In early December before what would be her last physical therapy session, I took Juliet to see an orthopedic. After examining Juliet on the table and watching her walk, he deemed her to be fine. He said a third of babies in the womb develop with their legs crossed across their bellies, and thus develop this wider stance of walking. He said in days past they used to put braces on the legs of children with these bowed walking legs, and for a long period of time believed that the legs improved because of the braces. Nowadays though they know that the legs, with or without braces, will fix themselves in time, mostly by three years of age. He said had Juliet’s issue been in her feet and not her legs, he would have probably recommended special shoes with braces which are still used to correct feet issues. But since hers were all in the legs and probably a direct result of the way she laid in womb, she was perfectly fine.
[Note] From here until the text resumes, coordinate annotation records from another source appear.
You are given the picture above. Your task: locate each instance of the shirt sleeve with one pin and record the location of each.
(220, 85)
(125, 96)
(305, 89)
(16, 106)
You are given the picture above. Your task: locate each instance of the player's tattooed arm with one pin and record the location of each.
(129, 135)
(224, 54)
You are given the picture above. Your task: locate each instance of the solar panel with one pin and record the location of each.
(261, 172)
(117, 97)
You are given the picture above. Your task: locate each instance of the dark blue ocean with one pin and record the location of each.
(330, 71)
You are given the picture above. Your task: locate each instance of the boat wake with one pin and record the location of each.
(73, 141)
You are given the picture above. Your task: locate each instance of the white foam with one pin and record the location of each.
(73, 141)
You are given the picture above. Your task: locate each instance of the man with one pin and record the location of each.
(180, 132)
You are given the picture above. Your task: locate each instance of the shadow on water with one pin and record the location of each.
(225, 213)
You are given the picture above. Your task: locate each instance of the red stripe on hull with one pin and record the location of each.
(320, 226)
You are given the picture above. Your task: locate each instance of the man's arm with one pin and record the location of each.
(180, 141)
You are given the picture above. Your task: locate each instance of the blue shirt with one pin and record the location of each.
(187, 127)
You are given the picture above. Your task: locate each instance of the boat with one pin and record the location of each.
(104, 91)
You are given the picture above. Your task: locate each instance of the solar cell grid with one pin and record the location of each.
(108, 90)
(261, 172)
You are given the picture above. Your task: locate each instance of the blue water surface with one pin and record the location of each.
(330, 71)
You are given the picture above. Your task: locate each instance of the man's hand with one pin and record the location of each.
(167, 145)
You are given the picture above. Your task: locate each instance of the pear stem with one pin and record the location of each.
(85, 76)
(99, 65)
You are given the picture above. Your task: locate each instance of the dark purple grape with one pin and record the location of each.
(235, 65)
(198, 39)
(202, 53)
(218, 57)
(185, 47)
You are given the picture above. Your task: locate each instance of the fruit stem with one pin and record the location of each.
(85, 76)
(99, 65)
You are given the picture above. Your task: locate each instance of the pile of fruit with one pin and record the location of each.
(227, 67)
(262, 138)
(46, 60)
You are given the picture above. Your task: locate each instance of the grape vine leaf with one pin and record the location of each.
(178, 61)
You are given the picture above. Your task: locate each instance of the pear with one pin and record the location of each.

If by three her legs still bowed when she walked we should return then for further analysis, but in all his years no one has ever returned at three.

With that good prognosis and her motor skills moving along as they ought to, her therapist felt it was time to release Juliet from the program. In nine months she went from barely sitting up on her own to running, climbing, and moving at the speed of a toddler. Her therapist gave me some milestones for when Juliet hit two (jumping, walking up stairs vs climbing with her hands, and kicking a ball) to watch and prepare for and said to call if anything ever changed, though she didn’t anticipate it would.

At the November session before this final one, her last hurdle was being able to walk over the gate bar for the baby gate. She had to stop walking and crawl over the bar. But at her last session she ran over it without even blinking an eye. The last metaphorical and physical hurdle in her progress had been cleared with ease it seemed, and Juliet graduated that day.